„Oczywiście, że chcę zostać mistrzem, ale jeśli nie jestem następny w kolejce…” – Dustin Poirier zabrał głos na temat swoich sportowych planów!
Były tymczasowy mistrz wagi lekkiej UFC Dustin Poirier opowiedział o swoich dalszych planach sportowych.
Ostatni pojedynek stoczył w listopadzie ubiegłego roku, po fantastycznym widowisku zadając pierwszą w karierze porażkę przez poddanie Michaelowi Chandlerowi. Pytany wówczas o swoje dalsze sportowe plany, Dustin Poirier – bo o nim oczywiście mowa – zapowiedział, że interesują go wyłącznie duże zestawienia.
Jak natomiast zapatruje się na kolejną walkę dzisiaj? O to zapytano Luizjańczyka w najnowszym wywiadzie, jakiego udzielił kanałowi BroBible na YT.
– Nieszczególnie interesują mnie już żadni goście – stwierdził Dustin. – Zobaczymy. Jeśli UFC zadzwoni i dadzą mi nazwisko, które będzie mnie ekscytować, będzie to dobra opcja. Nic natomiast nie rzuca mi się teraz w oczy.
Kilka tygodni temu Diament wylądował w szpitalu z powodu gronkowca, który zaatakował jego stopę. Sytuacja w pewnym momencie była bardzo poważna, ale niebezpieczeństwo zostało zażegnane i dziś wszystko jest już w porządku. Niedawno Dustin wznowił treningi.

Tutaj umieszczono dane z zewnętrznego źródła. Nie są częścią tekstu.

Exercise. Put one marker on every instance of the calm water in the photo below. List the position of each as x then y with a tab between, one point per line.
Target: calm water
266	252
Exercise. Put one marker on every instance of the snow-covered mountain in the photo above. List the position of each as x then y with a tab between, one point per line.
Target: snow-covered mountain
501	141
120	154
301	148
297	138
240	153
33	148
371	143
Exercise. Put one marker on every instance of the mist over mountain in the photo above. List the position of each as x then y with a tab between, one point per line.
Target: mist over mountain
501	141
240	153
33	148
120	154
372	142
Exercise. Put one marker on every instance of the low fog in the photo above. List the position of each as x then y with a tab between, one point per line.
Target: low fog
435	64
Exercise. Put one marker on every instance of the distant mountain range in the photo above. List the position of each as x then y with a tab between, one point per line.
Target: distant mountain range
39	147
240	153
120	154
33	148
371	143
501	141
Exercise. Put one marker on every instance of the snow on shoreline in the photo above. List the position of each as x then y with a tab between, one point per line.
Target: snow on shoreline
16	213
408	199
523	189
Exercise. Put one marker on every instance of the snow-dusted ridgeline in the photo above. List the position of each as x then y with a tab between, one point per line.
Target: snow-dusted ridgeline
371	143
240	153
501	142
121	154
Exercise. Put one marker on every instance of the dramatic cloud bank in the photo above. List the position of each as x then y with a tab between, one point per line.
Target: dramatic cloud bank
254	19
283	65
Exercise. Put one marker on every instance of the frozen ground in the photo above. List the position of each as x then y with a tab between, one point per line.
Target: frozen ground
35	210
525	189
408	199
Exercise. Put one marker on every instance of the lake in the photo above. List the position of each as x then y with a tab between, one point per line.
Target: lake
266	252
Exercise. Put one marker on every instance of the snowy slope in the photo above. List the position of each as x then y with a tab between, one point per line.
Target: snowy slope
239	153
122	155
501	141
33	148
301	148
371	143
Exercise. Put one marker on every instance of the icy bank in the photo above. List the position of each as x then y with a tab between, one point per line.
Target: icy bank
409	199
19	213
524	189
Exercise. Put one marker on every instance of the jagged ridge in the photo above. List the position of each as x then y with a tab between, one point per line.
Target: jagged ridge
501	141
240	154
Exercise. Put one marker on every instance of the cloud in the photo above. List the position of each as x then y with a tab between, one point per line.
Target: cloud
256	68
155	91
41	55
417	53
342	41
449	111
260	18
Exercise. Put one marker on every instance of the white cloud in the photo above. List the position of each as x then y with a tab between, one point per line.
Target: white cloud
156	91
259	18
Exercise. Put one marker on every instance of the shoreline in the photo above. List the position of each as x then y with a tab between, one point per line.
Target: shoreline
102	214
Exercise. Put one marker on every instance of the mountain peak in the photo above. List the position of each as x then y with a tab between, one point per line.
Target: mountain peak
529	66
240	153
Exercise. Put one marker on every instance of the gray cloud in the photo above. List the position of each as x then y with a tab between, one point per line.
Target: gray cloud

34-latek potwierdził, że interesują go zarówno duże, medialne walki, jak i rywalizacja o mistrzostwo kategorii lekkiej UFC.
– Interesuje mnie odpowiednia okazja – powiedział. – Kombinacja obu. Oczywiście, że chcę zostać mistrzem świata, ale jeśli nie jestem następny w kolejce do pasa, a pojawi się duża, ciekawa walka, która mnie kręci, może ją stoczę.
– Nie wiem, jaki jest odpowiedni krok, ale mam nadzieję, że gdy zaczną rzucać nazwiskami, gdy zaczną przedstawiać mi potencjalne zestawienia, to jedno z nich będzie mnie kręcić.
Dustin Poirier jest obecnie sklasyfikowany na 2. miejscu w rankingu wagi lekkiej, ustępując tylko Charlesowi Oliveirze oraz mistrzowi Islamowi Makhachevowi. Poza Dagestańczykiem najwyżej uplasowanym zawodnikiem, z jakim Diament nie miał jeszcze okazji krzyżować rękawic, jest okupujący 4. miejsce Beneil Dariush. Rozpędzony serią aż ośmiu zwycięstw Benny od dłuższego czasu zaprasza zresztą Poiriera w tany, ale ten stwierdził już, że taką potyczką zainteresowany nie jest.
Cała rozmowa poniżej.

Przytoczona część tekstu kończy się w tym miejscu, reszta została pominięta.